Continuing Education and Certification Information

The American Nurse Credentialing Center offers certification in Cardiac Vascular Nursing. Basic requirements are a valid RN license, a certain amount of work experience as an RN and a passing grade on a national exam. Also, applicants should have completed 2,000 hours of clinical practice and 30 hours of continuing education in cardiac nursing within the past three years.

The American College of Cardiovascular Nurses (ACCN) offers continuing education programs for cardiovascular nurse practitioners, as well as emergency and cardiac nurses.
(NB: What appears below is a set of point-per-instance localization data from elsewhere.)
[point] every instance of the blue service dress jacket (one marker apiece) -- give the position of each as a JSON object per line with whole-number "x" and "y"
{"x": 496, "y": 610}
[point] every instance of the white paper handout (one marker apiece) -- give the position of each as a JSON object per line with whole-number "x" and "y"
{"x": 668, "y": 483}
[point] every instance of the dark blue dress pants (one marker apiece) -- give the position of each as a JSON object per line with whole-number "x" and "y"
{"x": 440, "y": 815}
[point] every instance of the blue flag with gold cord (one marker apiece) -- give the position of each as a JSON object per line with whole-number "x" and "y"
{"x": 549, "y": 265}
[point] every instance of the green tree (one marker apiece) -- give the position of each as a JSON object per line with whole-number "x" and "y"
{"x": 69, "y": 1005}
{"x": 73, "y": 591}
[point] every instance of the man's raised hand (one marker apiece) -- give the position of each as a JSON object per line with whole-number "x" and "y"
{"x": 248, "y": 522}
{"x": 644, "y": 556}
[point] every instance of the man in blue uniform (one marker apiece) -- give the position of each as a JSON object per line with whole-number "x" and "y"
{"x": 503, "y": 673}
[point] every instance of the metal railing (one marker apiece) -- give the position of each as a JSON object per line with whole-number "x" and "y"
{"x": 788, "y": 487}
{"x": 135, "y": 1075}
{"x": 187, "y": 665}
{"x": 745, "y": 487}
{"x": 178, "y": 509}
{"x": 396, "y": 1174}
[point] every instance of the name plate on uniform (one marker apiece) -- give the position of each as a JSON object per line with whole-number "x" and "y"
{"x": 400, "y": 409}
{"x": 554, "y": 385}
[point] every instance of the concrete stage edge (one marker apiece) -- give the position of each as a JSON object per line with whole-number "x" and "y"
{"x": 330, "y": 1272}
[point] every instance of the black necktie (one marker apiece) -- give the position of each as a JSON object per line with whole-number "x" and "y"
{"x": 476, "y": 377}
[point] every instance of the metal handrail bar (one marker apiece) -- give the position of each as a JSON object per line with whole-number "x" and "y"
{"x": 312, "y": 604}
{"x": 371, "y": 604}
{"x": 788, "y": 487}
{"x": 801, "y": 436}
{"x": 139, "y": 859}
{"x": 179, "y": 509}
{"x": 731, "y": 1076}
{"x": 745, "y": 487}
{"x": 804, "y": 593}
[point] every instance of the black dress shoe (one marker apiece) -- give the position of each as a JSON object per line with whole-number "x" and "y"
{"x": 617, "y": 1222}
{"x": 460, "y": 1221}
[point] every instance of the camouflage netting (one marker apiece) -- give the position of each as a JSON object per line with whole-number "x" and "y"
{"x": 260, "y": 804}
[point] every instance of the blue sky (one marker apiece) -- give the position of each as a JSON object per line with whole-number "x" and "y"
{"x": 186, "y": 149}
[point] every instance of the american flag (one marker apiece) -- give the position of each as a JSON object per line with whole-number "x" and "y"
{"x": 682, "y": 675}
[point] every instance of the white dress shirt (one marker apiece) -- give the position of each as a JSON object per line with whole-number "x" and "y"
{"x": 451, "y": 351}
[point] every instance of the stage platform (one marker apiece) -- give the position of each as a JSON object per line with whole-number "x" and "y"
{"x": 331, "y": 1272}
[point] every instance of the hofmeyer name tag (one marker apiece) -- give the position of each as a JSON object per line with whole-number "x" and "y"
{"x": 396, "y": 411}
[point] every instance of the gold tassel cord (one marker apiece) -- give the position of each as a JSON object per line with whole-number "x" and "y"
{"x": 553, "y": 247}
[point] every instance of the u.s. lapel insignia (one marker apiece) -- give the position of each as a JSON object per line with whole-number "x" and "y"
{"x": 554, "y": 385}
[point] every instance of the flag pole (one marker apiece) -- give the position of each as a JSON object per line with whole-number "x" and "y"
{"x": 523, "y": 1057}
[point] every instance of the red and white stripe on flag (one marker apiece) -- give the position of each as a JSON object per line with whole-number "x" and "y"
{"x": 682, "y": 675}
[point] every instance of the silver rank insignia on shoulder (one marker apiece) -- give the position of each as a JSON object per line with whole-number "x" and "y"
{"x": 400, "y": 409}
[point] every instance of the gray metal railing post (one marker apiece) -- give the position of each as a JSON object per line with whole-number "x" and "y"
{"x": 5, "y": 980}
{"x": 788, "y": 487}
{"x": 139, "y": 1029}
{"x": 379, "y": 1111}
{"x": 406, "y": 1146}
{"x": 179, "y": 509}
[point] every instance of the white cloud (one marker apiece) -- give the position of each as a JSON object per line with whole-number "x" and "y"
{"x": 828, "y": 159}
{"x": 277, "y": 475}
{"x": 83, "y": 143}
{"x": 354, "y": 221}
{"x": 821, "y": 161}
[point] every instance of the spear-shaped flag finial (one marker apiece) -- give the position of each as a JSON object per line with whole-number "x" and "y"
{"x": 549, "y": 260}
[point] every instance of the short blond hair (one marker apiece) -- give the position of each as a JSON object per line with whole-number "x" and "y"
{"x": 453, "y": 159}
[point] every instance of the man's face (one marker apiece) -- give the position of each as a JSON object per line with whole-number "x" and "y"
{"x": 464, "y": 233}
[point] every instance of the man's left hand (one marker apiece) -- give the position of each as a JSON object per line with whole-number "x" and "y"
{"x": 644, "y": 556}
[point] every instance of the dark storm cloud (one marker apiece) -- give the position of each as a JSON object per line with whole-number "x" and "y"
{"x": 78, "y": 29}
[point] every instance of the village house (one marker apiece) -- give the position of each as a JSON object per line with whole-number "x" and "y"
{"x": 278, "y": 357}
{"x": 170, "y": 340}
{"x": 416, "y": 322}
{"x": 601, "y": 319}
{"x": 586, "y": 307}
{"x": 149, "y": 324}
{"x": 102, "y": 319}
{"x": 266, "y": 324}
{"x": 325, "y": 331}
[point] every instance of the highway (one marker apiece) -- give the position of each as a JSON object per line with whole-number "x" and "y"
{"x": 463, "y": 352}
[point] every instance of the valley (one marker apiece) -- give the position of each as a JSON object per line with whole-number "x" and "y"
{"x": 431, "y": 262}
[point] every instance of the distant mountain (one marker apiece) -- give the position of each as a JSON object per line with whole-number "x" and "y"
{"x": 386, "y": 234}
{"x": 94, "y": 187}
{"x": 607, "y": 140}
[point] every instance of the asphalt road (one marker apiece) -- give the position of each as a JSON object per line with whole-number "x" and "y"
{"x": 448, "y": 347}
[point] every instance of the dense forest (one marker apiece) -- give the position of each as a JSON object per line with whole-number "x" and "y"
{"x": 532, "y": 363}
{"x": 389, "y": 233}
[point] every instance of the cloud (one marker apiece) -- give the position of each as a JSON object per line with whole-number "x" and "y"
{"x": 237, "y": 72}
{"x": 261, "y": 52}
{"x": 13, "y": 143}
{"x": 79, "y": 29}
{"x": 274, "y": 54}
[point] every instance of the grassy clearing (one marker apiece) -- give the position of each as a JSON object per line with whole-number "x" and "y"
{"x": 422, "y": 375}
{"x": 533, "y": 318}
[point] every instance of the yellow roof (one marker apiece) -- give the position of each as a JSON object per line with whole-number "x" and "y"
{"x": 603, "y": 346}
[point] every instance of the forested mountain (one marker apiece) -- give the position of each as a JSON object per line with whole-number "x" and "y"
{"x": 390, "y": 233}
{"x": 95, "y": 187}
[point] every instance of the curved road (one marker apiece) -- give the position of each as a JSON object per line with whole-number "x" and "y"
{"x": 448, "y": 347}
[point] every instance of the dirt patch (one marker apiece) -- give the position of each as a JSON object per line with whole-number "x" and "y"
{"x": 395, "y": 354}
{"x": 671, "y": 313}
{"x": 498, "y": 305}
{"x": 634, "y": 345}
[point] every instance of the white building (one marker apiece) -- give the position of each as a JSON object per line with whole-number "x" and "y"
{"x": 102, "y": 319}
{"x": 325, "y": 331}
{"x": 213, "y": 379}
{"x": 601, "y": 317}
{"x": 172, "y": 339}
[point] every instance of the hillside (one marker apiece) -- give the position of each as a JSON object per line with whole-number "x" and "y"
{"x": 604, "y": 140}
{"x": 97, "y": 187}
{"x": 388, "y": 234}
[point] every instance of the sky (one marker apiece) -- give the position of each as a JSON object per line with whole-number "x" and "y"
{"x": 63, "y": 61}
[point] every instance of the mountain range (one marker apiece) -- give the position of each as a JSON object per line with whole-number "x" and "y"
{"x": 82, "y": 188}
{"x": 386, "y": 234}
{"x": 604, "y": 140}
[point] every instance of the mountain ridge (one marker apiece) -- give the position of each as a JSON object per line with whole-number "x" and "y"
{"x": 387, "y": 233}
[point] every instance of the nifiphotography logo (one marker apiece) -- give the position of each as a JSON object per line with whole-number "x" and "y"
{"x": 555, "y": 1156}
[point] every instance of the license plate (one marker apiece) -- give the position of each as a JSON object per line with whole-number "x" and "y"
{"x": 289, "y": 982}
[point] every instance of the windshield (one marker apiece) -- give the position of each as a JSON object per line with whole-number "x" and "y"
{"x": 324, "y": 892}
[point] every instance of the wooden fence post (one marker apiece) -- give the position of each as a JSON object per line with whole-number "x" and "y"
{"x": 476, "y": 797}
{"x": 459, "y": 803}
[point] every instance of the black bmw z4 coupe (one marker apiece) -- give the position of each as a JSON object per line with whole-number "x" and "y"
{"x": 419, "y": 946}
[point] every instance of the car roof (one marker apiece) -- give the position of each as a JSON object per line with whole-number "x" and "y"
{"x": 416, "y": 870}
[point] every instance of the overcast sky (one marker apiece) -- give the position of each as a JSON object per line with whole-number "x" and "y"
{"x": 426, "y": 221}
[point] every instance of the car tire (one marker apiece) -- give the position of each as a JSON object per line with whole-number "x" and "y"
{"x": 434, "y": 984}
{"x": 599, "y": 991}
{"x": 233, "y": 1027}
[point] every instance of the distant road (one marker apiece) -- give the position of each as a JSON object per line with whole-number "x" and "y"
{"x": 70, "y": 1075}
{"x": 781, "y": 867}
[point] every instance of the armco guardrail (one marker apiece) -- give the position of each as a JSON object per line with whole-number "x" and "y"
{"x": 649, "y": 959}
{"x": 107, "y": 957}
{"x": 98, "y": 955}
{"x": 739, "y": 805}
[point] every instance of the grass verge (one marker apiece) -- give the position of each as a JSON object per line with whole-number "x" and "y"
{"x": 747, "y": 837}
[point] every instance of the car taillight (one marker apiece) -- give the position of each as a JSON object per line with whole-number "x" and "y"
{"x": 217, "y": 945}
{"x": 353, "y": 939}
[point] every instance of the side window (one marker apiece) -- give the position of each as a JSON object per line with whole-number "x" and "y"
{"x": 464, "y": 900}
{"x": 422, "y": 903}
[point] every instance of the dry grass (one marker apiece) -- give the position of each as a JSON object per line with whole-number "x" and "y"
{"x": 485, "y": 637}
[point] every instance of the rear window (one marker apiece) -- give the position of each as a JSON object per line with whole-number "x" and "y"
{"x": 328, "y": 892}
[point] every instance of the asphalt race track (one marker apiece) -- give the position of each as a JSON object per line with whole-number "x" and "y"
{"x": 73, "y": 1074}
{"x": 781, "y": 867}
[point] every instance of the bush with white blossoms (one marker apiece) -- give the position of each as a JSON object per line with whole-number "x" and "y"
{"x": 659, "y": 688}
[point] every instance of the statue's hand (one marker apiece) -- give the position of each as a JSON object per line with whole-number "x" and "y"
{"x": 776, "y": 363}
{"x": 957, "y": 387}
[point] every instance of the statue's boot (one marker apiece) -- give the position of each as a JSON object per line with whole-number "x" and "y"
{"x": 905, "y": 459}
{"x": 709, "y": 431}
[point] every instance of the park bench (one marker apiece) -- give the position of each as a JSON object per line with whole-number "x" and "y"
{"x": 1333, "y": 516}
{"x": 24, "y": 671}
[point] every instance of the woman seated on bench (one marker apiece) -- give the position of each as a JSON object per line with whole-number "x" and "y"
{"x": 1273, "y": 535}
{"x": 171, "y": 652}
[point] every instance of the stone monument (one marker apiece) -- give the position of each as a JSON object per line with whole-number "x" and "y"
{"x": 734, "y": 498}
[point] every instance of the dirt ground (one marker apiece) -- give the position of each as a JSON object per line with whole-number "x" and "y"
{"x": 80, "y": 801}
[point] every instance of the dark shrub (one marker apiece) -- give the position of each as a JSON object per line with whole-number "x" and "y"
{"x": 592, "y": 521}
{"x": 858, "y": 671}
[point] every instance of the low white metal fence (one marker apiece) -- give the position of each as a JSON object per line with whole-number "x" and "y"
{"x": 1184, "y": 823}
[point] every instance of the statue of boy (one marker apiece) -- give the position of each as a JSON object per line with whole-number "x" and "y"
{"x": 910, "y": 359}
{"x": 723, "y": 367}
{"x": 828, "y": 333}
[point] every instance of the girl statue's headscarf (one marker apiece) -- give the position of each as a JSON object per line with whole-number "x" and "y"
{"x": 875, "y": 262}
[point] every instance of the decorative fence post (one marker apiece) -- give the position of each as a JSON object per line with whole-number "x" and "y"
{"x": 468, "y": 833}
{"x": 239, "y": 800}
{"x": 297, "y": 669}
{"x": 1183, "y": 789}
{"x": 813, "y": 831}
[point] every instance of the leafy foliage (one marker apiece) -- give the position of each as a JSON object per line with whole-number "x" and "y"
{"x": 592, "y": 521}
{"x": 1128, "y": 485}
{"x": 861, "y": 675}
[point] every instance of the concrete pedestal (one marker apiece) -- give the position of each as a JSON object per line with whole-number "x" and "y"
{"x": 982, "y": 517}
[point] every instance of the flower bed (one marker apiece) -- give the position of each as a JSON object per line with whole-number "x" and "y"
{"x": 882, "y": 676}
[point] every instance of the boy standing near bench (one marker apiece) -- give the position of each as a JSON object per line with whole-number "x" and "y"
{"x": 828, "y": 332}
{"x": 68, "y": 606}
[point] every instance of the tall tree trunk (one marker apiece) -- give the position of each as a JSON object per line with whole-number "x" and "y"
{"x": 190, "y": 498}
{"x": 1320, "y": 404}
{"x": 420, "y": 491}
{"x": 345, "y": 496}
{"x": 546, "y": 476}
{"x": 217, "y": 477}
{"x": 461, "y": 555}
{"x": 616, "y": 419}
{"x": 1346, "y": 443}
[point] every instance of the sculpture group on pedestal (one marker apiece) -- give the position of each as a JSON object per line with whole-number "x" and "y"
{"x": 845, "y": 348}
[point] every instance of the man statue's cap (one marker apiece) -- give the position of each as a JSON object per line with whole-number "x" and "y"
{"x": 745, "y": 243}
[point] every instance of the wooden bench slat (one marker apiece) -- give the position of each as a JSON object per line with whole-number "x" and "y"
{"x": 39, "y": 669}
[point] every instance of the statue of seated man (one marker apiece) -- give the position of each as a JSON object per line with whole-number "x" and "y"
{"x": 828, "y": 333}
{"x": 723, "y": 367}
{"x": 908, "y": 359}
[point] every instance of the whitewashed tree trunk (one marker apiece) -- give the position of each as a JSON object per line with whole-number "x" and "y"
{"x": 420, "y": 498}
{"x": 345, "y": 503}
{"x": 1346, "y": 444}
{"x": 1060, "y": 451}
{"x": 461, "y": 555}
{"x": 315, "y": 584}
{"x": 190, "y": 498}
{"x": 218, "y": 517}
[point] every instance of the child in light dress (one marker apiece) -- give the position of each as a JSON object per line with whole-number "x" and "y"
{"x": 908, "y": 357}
In conjunction with the American Board of Cardiovascular Medicine, ACCN also offers certification programs for nurse practitioners and acute care nurses working in cardiovascular areas. The American Association of Colleges of Nursing also offers educational information and continuing education for professional nurses.

For RNs interested in continuing their education and specializing, a certification in cardiac nursing can provide the necessary training and skills to become successful cardiac nurses.